As boxerheaven says, those were fireplaces behind there (sorry i didnt reply sooner, only just saw your message when boxerheaven's response brought it into my unread list)

Here is a pic taken on a previous visit:






~Shepy


----------



## Pincheck (Apr 18, 2008)

yeh nice picture shepy


----------



## smileysal (Apr 18, 2008)

aaaah, cheers boxerheaven and shepy for whats behind them.
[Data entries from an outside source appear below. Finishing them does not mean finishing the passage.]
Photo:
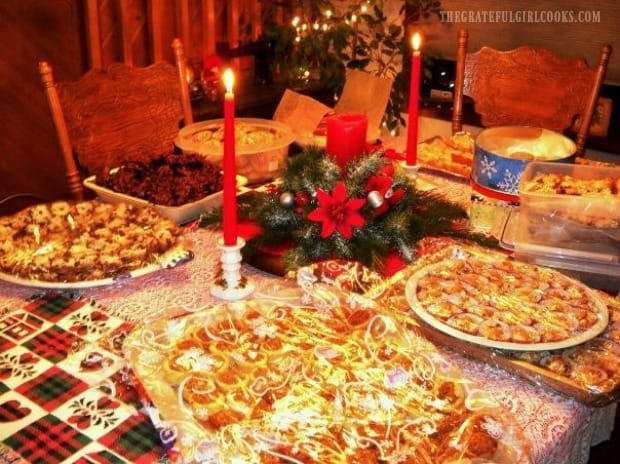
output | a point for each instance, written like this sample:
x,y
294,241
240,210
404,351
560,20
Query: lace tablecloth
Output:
x,y
100,422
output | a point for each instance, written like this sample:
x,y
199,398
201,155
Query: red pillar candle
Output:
x,y
346,136
414,100
230,183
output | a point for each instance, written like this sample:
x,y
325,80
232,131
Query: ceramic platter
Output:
x,y
506,304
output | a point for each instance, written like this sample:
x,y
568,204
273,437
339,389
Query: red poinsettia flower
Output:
x,y
394,155
337,213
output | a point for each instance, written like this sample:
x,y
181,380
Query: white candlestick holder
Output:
x,y
410,169
229,283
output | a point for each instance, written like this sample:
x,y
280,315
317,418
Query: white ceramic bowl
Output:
x,y
261,147
179,214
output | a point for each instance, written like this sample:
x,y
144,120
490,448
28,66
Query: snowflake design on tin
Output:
x,y
487,167
510,182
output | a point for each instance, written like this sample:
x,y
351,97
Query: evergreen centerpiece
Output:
x,y
369,213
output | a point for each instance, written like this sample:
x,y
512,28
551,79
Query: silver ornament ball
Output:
x,y
287,199
375,199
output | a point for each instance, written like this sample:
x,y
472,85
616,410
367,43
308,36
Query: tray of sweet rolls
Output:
x,y
536,322
265,382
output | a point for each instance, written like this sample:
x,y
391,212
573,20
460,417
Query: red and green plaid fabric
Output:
x,y
66,394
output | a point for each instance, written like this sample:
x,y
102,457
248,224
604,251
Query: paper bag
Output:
x,y
365,93
301,113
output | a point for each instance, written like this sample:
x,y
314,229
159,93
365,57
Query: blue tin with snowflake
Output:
x,y
501,154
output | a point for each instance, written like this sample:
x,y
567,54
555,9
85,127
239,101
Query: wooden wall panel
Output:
x,y
32,30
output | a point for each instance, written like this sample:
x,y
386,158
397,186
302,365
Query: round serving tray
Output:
x,y
598,307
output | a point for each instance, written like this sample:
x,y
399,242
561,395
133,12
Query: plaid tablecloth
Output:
x,y
65,392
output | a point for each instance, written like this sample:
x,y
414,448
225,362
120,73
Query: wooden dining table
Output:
x,y
66,393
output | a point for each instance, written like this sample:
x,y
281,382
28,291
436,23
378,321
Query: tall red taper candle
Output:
x,y
414,99
230,175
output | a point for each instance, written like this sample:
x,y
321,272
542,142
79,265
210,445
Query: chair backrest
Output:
x,y
115,114
529,87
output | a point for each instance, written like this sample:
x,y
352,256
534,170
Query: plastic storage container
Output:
x,y
576,232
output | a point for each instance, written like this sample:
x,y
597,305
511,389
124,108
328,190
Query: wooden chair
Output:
x,y
530,87
119,113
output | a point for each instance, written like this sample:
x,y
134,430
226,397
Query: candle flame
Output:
x,y
416,41
229,80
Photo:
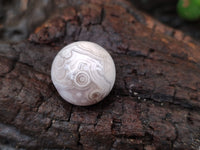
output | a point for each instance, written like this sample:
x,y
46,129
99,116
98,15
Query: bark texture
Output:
x,y
155,103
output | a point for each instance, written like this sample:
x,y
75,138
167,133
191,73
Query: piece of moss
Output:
x,y
189,9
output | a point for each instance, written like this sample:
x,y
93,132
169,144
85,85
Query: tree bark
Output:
x,y
155,103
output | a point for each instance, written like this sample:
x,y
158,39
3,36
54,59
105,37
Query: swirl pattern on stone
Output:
x,y
83,73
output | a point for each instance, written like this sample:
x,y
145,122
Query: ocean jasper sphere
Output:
x,y
83,73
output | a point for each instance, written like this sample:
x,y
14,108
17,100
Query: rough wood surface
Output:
x,y
155,103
I knew I'd seen pics of the main hall before, but when i saw the breezeblocks, couldn't for the life of me remember what was behind there.

Thanks again guys,

 Sal


----------



## shadowman (Apr 20, 2008)

Has the main entrance been totally trashed, it looks like it in your photos.
I went to the auction when the place was shutting in 2004,the main entrance was fab, super mozic on the floor.i took loads of photos but on a 35mm camera.

It looked like something from a Roman Time Team Explore, fantastic pattern.

In the dark ages the gooks who invaded our conuntry did smash up all the Roman mosaics so i think DeJaVou or something like that.


----------



## Potter (Apr 20, 2008)

Great work. There's something about that one with all the chairs, and the red corridor.


----------



## boxerheaven (Apr 21, 2008)

shadowman - because the lead has been stripped from the roof water has been allowed to seep and at times gush into the admin and a few corridors but for the last month or so this is being addressed so hopefully it should not get any worse


----------



## Flaxington (Apr 21, 2008)

have got any more external shots?

love the snow on the stonework


----------



## Shepy (Apr 21, 2008)

I dont unfortunately, that one was just a quick shot out of a window in a block.

Silverstealth might have some though, or Midnight, as they were both there as well 

~Shepy


----------



## phantomexplorer (Apr 22, 2008)

poo the bed!! that mould has gone bloody mental. dam the pikeys ''*fist shaking*'' last time i went it was bad but not that bad.


----------